Le pays est ainsi entré en zone critique sur l’Indice de Risque Narratif Pays (IRNP), où le discours de risque était 5,1 fois plus prégnant que celui d’opportunité. Ce déséquilibre a renforcé la prudence des banques, des investisseurs et des partenaires internationaux, transformant une simple crise de gouvernance en une crise de confiance systémique.

Une parole géopolitique déstabilisatrice : quand le discours devient un risque diplomatique

Les déclarations géopolitiques de l’ancien Premier ministre ont accentué la perception d’une imprévisibilité diplomatique. En qualifiant, par exemple, le conflit Iran-États-Unis de « guerre déclenchée par les États-Unis et leur allié israélien », il a projeté une image de confrontation dans un contexte international déjà polarisé. Pour les investisseurs, chaque mot prononcé se transforme en un signal de risque pays, d’autant plus lorsque la gouvernance interne est déjà perçue comme instable.

Dans un monde où les marchés financiers analysent les signaux diplomatiques avec une sensibilité extrême, une simple phrase émise à Dakar peut rapidement devenir un titre à Londres, une alerte à New York ou une note d’analyste à Washington. La parole publique s’est imposée comme un véritable instrument de stabilité financière, et toute incohérence est devenue un facteur direct de volatilité.

Un cas d’école pour les institutions internationales et les écoles de gouvernance

Cette période sénégalaise doit impérativement être intégrée comme un cas d’école dans les programmes de géopolitique, de gouvernance publique, de communication stratégique et de gestion du risque pays.

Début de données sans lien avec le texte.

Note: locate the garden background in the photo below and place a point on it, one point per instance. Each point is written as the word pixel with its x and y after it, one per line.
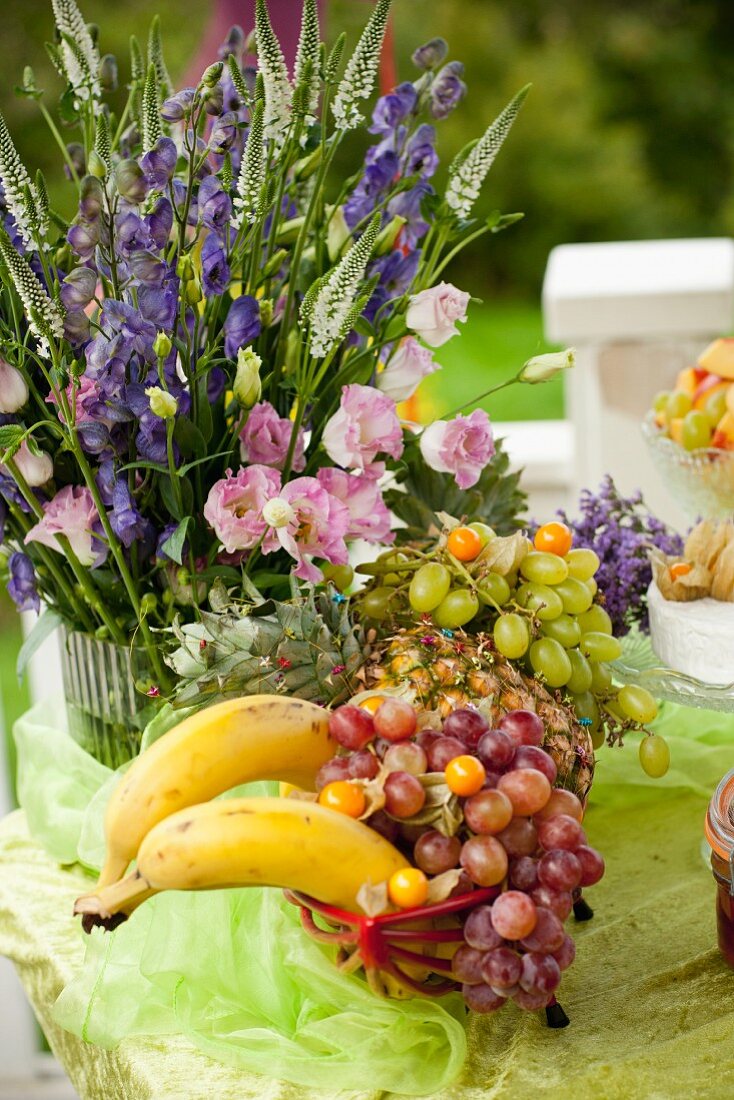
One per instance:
pixel 628 133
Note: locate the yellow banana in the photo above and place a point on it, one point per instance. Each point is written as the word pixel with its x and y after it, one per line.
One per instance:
pixel 232 743
pixel 287 843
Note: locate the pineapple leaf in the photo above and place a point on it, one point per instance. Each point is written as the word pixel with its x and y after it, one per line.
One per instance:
pixel 496 498
pixel 305 647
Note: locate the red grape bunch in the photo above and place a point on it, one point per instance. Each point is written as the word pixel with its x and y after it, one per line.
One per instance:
pixel 510 829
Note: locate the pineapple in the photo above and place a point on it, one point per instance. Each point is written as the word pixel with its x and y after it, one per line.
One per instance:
pixel 438 674
pixel 308 647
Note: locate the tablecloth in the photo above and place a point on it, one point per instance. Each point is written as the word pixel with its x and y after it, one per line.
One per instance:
pixel 650 1000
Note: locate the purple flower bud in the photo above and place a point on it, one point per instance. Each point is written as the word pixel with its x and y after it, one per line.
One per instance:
pixel 242 325
pixel 215 205
pixel 91 198
pixel 214 99
pixel 84 239
pixel 160 222
pixel 21 585
pixel 160 164
pixel 215 268
pixel 447 90
pixel 76 327
pixel 131 180
pixel 431 54
pixel 178 107
pixel 420 157
pixel 393 109
pixel 78 288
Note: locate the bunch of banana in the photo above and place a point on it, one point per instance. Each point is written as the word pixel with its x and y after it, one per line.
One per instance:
pixel 160 815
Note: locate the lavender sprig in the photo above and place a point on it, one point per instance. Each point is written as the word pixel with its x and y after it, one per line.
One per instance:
pixel 621 530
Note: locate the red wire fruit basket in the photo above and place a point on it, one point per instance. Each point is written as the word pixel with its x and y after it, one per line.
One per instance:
pixel 383 945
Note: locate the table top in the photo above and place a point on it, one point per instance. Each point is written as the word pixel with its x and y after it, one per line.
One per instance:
pixel 650 1000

Elle illustre avec force que la souveraineté ne se décrète pas, mais se forge par la rigueur, la cohérence, la discipline et une maîtrise parfaite du récit international. Elle démontre également qu’une parole publique fragmentée ou conflictuelle peut se transformer en un facteur de risque financier majeur, capable de nuire à la crédibilité d’un État, même si ses fondamentaux économiques demeurent solides.

Le retour des bailleurs : la preuve que le récit international est en train de changer

Les faits confirment désormais la conclusion : moins de trois mois après le départ de l’ancien Premier ministre, les bailleurs de fonds internationaux ont amorcé leur retour. La Banque mondiale a approuvé un financement de 140 millions USD destiné à améliorer la connectivité routière dans les régions agricoles du Nord et du Centre. De son côté, la Banque africaine de développement a validé 35 millions USD pour le renforcement des finances publiques.

Ces engagements ne sont pas de simples gestes techniques ; ils constituent la preuve tangible que le récit international du Sénégal est en pleine mutation. Les bailleurs ne reviennent que lorsque la gouvernance redevient prévisible, lorsque la parole publique cesse d’être un facteur de risque, et lorsque l’État démontre sa capacité à s’exprimer d’une seule et même voix.

Une leçon pour l’Afrique et pour les marchés émergents

La situation sénégalaise délivre une leçon fondamentale pour l’ensemble des marchés émergents : dans un environnement mondial où les flux financiers sont extrêmement sensibles au récit, la stabilité ne se décrète pas, elle se prouve. La confiance ne se revendique pas, elle se bâtit patiemment. Et l’attractivité ne se maintient pas par des slogans, mais par une discipline quotidienne, une cohérence institutionnelle sans faille, une prévisibilité assumée et une communication économique parfaitement maîtrisée.

Le Sénégal a la capacité de surmonter la rupture observée en 2025. Cependant, cette reconstruction exige une gouvernance qui intègre pleinement que le récit est, plus que jamais, un actif financier. Lorsque la gouvernance retrouve sa cohérence, l’attractivité, elle, revient toujours.